NOTÍCIA
Eles ajudam jovens "problema" estabelecendo vínculos difíceis de serem alcançados no ambiente escolar. Prestes a terem sua profissão regulamentada, os educadores sociais defendem a necessidade de unir esforços em benefício do educando
Publicado em 10/08/2012
A diferença da lógica do ensino formal se reflete no envolvimento dos alunos |
Mediador de riscos
O debate acerca da educação social tem sido impulsionado pelos pareceres favoráveis na Câmara dos Deputados ao projeto de lei (PL 5.346/09) que regulamenta a profissão de educador e educadora social. De acordo com o texto, de autoria do deputado federal Chico Lopes (PCdoB-CE), o profissional da área é responsável por “ações afirmativas, mediadoras e formativas” e atua em contextos educativos fora do âmbito escolar. O educador social, ainda segundo o documento, está envolvido, em primeiro lugar, com pessoas e comunidades em situação de risco ou vulnerabilidade social, violência e exploração física e psicológica. Além disso, pode atuar pela preservação de povos e comunidades remanescentes e tradicionais, na difusão de manifestações de culturas populares, em atividades socioeducativas com adolescentes privados de liberdade ou em regime de semiliberdade e também para a população carcerária, na promoção da arte-educação e da educação ambiental, com pessoas portadoras de necessidades especiais, da terceira idade e dependentes químicos e ainda em prol dos direitos de segmentos marcados pela exclusão social como mulheres, crianças, adolescentes, negros, indígenas e homossexuais.
O projeto de lei, em processo de tramitação, passou pelas Comissões de Educação e de Trabalho, Administração e Serviço Público. Agora, deve passar pela de Constituição e Justiça, antes de ir para o Senado Federal.
A escola na berlinda
Os problemas pedagógicos, estruturais e a crise de legitimidade do universo escolar vêm fazendo com que os responsáveis por projetos desenvolvidos em espaços de educação não formal tentem a todo custo fugir da lógica do ensino formal. Esta diferença se reflete na postura e no envolvimento das pessoas atendidas. Segundo Daniel Monteiro da Silva, professor de filosofia em escola pública e privada e que já trabalhou em espaços de educação não formal, enquanto o professor remete a uma figura desgastada, o educador social deve ser o seu “avesso positivo”, como parte das solicitações de coordenadores de ONGs.

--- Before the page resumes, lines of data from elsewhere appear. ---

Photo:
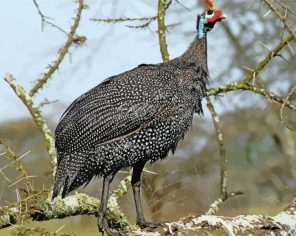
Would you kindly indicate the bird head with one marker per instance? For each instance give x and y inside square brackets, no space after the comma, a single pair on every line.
[207,20]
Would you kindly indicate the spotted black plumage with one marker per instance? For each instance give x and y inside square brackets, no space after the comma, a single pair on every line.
[129,119]
[138,115]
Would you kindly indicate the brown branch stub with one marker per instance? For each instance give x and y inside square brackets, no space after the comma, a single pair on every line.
[162,4]
[62,52]
[36,115]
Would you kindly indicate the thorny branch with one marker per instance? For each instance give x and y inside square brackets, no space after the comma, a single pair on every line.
[44,19]
[286,100]
[224,195]
[281,17]
[17,163]
[62,52]
[36,115]
[14,213]
[161,30]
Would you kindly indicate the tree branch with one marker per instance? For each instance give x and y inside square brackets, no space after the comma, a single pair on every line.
[161,30]
[62,52]
[224,195]
[283,223]
[281,17]
[36,115]
[240,86]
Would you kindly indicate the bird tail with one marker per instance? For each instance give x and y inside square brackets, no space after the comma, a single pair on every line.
[73,171]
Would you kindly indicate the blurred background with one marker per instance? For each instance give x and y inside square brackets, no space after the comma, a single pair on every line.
[260,149]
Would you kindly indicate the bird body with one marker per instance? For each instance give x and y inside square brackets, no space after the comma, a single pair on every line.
[131,118]
[138,115]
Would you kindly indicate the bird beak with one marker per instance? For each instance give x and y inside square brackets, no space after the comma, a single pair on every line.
[223,16]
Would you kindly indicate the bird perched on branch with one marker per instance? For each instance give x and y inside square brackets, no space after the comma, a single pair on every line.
[131,118]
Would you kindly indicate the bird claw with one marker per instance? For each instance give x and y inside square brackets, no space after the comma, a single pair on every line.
[152,225]
[104,227]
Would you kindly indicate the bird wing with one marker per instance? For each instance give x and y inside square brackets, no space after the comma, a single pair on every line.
[116,108]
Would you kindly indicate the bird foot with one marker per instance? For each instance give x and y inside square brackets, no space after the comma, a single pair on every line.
[144,224]
[104,227]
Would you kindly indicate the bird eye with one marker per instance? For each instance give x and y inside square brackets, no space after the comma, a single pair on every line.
[209,13]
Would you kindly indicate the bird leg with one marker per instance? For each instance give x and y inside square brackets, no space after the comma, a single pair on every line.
[102,221]
[136,185]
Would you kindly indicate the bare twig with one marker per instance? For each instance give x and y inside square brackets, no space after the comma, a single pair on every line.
[36,115]
[62,53]
[261,65]
[124,19]
[161,30]
[240,86]
[281,17]
[283,119]
[224,195]
[44,19]
[17,163]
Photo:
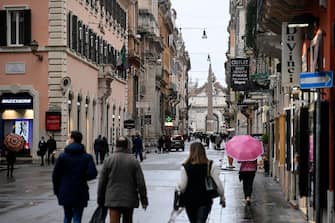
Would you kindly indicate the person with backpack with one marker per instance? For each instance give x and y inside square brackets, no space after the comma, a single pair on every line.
[73,169]
[42,148]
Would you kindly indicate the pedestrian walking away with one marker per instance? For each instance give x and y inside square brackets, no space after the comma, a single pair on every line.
[105,150]
[138,146]
[52,146]
[42,148]
[247,176]
[121,184]
[73,168]
[195,169]
[98,146]
[10,158]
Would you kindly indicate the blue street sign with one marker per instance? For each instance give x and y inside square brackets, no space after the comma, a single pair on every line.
[310,80]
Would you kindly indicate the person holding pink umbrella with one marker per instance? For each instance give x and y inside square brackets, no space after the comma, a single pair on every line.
[247,175]
[245,149]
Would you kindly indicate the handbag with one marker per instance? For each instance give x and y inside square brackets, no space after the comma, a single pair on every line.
[99,215]
[39,152]
[178,201]
[211,187]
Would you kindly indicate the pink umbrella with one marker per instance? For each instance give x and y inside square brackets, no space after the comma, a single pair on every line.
[244,148]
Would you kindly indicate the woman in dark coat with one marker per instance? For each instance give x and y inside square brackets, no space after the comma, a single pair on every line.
[121,184]
[72,170]
[197,202]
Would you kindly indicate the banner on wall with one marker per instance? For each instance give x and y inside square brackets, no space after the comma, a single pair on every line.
[53,121]
[291,55]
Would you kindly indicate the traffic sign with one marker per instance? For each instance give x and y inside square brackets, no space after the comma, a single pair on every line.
[310,80]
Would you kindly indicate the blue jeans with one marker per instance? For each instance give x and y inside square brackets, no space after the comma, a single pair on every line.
[73,213]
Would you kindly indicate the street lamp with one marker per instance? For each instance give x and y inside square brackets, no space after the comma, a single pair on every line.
[34,47]
[204,34]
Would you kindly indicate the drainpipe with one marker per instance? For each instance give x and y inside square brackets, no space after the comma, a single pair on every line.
[317,158]
[330,38]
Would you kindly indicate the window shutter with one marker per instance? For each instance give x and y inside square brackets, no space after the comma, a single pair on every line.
[80,37]
[74,32]
[3,28]
[85,41]
[94,48]
[27,27]
[69,29]
[90,40]
[97,49]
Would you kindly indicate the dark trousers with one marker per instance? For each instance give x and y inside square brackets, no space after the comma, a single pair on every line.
[10,167]
[42,160]
[248,180]
[73,213]
[116,213]
[102,157]
[50,155]
[97,153]
[138,152]
[198,214]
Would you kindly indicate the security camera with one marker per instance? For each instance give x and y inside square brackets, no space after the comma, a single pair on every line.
[65,83]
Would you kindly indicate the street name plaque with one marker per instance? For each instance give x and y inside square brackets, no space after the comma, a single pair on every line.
[239,73]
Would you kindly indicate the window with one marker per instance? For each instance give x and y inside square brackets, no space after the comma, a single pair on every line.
[15,27]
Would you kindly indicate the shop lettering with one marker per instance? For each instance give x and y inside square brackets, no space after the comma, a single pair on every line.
[291,45]
[16,101]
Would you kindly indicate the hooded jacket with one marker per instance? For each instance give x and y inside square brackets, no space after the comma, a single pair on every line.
[121,181]
[74,167]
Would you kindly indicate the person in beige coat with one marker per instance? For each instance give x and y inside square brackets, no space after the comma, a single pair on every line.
[122,184]
[197,202]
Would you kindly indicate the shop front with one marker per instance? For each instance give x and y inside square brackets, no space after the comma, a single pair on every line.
[17,116]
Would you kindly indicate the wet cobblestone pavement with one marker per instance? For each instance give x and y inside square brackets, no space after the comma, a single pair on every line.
[28,196]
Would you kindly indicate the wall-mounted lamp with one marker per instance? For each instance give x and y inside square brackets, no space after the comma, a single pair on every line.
[302,21]
[204,34]
[34,47]
[209,58]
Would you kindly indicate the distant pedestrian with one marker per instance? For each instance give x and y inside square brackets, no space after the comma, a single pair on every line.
[160,143]
[105,147]
[52,146]
[194,170]
[121,184]
[42,148]
[247,175]
[10,158]
[138,146]
[98,146]
[73,168]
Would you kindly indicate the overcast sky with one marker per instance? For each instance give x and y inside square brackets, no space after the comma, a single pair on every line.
[213,15]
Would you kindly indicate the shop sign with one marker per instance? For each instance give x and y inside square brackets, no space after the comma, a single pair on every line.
[291,56]
[129,124]
[147,119]
[16,101]
[53,121]
[15,68]
[239,73]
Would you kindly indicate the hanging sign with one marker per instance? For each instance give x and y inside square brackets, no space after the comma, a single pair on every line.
[53,121]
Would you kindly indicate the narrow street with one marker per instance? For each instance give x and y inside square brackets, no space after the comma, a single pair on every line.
[28,196]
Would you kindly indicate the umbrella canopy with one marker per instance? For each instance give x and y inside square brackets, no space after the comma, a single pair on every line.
[14,142]
[244,148]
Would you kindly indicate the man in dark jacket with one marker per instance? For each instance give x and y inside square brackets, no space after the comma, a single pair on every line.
[98,147]
[74,167]
[52,146]
[138,146]
[42,148]
[122,184]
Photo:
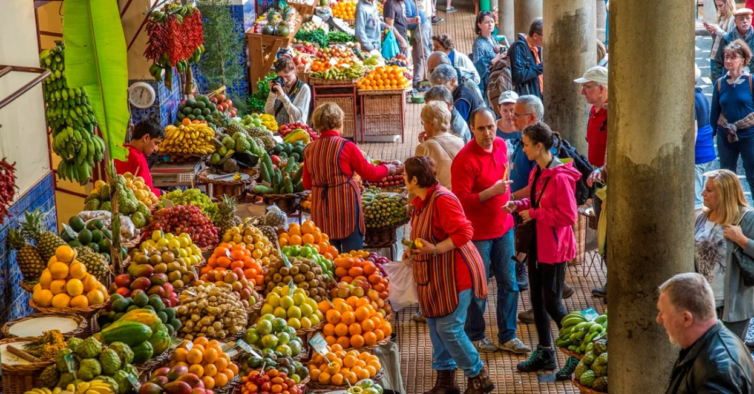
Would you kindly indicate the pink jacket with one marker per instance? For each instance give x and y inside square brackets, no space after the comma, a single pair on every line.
[557,212]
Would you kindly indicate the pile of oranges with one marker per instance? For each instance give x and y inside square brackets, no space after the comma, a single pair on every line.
[206,360]
[383,78]
[341,366]
[353,323]
[345,9]
[308,234]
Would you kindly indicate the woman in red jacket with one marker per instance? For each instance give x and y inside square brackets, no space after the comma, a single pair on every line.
[329,164]
[551,211]
[448,271]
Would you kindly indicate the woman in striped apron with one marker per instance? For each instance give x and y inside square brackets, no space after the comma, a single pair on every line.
[448,271]
[329,164]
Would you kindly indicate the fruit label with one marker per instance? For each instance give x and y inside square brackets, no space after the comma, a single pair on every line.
[590,314]
[134,382]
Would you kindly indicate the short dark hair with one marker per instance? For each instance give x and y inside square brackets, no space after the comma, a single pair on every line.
[150,127]
[423,169]
[536,27]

Ele, que defendeu em 2010 a dissertação de mestrado “ONGs e escolas públicas básicas: o ponto de vista de docentes e “educadores(as) sociais”, na Faculdade de Educação da Universidade de São Paulo (Feusp), a partir da própria experiência como “agente duplo”, isto é, professor e educador social, enfatiza que a educação não formal oferece novas propostas e propicia possibilidades de experimentação. “Não estamos brincando de uma coisa é boa e outra é ruim. Uma das minhas linhas de pesquisa é pensar o que um trabalho pode contribuir com o outro em benefício do educando”, destaca.

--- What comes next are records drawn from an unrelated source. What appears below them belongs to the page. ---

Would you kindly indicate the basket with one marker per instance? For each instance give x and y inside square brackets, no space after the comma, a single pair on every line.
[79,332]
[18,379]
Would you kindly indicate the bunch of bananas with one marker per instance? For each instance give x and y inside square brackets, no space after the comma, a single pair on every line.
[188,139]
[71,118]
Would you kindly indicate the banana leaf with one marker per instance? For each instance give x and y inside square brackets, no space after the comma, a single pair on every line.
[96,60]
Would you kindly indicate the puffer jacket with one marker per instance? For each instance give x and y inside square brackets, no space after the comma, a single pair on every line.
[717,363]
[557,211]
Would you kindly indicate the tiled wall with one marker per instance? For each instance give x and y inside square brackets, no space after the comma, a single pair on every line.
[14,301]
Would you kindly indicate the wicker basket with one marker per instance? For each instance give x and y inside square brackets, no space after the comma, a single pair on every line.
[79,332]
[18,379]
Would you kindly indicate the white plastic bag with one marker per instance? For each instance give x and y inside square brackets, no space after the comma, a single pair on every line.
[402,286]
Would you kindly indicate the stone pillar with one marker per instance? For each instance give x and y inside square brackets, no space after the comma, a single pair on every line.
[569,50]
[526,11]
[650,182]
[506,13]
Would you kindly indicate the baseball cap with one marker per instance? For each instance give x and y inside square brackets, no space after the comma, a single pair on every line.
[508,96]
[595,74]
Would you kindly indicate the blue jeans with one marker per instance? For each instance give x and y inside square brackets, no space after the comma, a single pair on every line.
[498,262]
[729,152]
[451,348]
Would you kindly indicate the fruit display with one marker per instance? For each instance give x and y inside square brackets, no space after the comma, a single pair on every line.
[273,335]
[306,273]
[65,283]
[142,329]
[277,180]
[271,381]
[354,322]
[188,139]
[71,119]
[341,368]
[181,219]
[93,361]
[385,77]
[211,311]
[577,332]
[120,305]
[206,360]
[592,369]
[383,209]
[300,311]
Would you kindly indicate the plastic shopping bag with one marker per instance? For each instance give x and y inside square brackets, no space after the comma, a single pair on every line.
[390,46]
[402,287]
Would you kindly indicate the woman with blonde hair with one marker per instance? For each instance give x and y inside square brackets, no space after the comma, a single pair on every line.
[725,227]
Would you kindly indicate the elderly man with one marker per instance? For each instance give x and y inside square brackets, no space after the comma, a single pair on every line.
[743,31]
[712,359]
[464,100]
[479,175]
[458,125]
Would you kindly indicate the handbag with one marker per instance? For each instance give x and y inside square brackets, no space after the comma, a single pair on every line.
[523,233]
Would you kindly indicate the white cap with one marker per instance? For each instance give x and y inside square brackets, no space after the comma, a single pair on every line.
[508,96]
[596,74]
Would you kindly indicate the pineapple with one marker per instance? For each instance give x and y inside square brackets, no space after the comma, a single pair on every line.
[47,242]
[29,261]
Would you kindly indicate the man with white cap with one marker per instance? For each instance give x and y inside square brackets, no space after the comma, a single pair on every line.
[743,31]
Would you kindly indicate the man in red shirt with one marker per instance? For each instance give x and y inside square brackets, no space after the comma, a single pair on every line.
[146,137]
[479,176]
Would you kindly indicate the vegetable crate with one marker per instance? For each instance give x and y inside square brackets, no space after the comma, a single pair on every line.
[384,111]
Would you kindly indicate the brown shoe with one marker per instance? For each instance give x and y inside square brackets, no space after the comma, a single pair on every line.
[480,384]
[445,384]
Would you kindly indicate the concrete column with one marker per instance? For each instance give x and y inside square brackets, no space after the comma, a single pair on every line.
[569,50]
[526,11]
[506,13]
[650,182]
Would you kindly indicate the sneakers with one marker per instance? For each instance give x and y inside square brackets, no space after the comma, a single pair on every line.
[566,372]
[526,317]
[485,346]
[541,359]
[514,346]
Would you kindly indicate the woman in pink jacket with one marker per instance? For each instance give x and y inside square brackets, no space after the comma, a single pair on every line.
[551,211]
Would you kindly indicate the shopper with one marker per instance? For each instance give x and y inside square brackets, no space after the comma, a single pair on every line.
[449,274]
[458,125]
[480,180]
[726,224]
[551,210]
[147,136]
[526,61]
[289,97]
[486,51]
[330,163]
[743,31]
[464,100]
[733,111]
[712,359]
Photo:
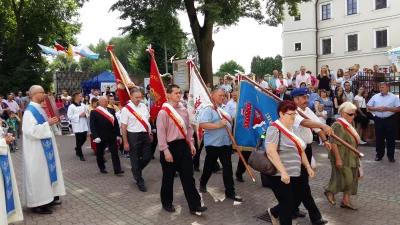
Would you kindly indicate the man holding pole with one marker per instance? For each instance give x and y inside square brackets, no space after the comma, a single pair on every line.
[218,144]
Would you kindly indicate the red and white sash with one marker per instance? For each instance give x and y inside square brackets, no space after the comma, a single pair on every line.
[300,144]
[106,114]
[178,120]
[139,118]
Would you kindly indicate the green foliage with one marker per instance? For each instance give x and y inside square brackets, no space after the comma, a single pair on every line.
[260,66]
[229,67]
[24,24]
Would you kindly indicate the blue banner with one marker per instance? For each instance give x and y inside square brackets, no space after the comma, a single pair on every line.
[255,112]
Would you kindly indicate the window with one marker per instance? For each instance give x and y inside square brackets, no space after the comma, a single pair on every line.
[380,4]
[351,7]
[326,46]
[297,18]
[326,11]
[297,46]
[381,38]
[352,42]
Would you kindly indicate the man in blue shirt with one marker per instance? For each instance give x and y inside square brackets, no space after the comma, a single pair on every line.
[384,105]
[218,144]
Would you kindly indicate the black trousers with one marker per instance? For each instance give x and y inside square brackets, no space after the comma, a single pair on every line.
[140,153]
[224,153]
[385,129]
[287,196]
[241,169]
[182,163]
[80,139]
[112,146]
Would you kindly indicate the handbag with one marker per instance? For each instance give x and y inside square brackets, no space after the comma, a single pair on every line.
[260,162]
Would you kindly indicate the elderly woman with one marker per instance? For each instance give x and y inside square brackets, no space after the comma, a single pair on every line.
[286,152]
[344,162]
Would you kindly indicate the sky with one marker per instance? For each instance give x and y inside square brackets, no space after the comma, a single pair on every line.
[239,43]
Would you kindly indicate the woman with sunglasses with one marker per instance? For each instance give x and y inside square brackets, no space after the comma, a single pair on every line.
[345,163]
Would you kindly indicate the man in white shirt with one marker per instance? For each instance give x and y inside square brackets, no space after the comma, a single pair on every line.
[303,77]
[262,82]
[137,135]
[77,114]
[232,104]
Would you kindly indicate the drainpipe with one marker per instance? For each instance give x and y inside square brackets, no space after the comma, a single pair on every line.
[316,36]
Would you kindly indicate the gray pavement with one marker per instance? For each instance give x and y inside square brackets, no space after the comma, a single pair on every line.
[95,198]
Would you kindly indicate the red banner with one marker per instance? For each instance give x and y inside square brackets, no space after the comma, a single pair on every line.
[157,90]
[124,83]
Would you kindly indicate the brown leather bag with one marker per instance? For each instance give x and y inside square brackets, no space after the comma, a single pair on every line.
[260,162]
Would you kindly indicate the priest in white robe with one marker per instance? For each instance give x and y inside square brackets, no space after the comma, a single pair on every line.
[42,178]
[10,206]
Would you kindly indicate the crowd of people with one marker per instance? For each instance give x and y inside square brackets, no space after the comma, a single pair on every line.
[331,104]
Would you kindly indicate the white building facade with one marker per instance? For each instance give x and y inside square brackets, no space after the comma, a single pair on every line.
[341,33]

A experiência como educador em uma organização não governamental localizada no Campo Limpo, na zona sul da cidade de São Paulo, levou-o a perceber que o jovem aderia ao programa social por encontrar ali o que a escola não lhe oferecia no curto prazo: a qualificação profissional. Daniel conta que, mesmo sem a garantia de uma “colocação no mercado”, existia a expectativa de uma indicação para um estágio em uma das empresas privadas parceiras do projeto. “Já na escola pública é preciso cumprir determinadas normas, rituais como trabalhos e provas, realizar determinadas rotinas que servem somente para obter a aprovação dos professores ou de suas próprias famílias, mas a coisa só vai até aí, ele não consegue ver um objetivo claro”, analisa.

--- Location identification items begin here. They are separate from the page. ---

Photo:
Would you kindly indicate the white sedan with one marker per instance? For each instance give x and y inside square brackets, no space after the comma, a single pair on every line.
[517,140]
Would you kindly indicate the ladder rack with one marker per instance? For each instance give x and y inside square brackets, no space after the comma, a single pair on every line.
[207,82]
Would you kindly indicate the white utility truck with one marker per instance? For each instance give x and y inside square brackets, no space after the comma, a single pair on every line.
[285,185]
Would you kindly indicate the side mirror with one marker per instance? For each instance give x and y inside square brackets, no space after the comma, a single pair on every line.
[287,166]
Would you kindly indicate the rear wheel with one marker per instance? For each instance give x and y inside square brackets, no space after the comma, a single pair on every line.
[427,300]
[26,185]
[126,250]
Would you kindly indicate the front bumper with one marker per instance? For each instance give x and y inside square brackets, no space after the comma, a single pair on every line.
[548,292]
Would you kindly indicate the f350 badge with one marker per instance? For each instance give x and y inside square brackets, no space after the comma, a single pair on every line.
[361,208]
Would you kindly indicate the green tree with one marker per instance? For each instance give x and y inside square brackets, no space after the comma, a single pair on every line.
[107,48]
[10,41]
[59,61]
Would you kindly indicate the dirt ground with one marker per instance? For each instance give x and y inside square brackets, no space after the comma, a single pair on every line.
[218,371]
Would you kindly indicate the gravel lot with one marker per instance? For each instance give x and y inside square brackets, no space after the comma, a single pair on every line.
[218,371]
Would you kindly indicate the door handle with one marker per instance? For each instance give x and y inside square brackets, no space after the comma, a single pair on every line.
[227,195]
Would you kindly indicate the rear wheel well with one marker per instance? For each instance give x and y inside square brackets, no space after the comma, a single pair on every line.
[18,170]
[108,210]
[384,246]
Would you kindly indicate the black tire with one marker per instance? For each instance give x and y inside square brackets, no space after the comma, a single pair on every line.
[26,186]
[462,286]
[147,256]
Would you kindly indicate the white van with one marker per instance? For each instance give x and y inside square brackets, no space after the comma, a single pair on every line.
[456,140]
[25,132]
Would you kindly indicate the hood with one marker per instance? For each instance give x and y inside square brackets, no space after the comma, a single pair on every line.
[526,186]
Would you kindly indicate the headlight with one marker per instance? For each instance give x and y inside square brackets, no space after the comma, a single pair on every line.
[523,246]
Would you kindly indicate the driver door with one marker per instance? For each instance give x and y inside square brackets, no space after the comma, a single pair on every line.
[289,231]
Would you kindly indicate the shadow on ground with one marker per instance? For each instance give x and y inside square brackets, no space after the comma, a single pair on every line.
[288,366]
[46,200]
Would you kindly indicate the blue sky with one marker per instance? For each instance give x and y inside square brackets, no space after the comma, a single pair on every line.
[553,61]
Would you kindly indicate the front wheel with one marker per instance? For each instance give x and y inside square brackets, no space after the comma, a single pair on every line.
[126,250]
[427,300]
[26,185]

Durante o período em que tinha esta dupla atuação, Daniel chegou a trabalhar com os mesmos adolescentes nos dois espaços educativos. Ele relata que sentia certa necessidade de pedir desculpas aos estudantes por não poder, na escola, agir da forma como era possível na ONG. Além disso, acredita que o tratamento dos jovens que sabiam do seu trabalho no projeto social era diferenciado em relação a ele. “Sentia que os alunos me respeitavam mais, como se pensassem ‘Ah, além de ser professor ele também faz outra coisa'”.
Vícios da escola
Vandeí de Oliveira, professor de filosofia de uma escola estadual de Suzano, Grande São Paulo, outro “agente duplo”, lida com diferentes jovens, o que lhe proporciona experiências diversas. No Instituto Paulista de Juventude (IPJ), atua voluntariamente em projeto de formação de lideranças comunitárias vinculadas a movimentos sociais, em Guaianases, na zona leste de São Paulo. Os jovens, com cerca de 25 anos, chamam atenção pela articulação e pela politização, apresentando um comportamento maduro e participativo. Ele trabalha também no Programa Jovens Urbanos, inicialmente como educador social e agora como consultor pedagógico. Este projeto é organizado pelo Centro de Estudos e Pesquisas em Educação, Cultura e Ação Comunitária (Cenpec) e desenvolvido por entidades locais dos bairros de Jardim Helena e São Miguel, na zona leste, e Cidade Ademar e Jardim Ângela, na zona sul da cidade. A iniciativa tem como foco a ampliação de repertório cultural de jovens em regiões de vulnerabilidade social, com base no direito à cidade. O público atendido, de 15 a 20 anos, é muito semelhante àquele do ensino médio da escola estadual onde trabalha como professor. No Programa, Vandeí costuma lidar com alguns “vícios da escola,” segundo ele levados pelos jovens: chamam de professor, permanecem com fone no ouvido, reclamam que não gostam de ler e escrever. Aos poucos, o comportamento vai se modificando: ao perceberem que existe espaço para se expressarem, passam a construir uma relação de respeito uns com os outros.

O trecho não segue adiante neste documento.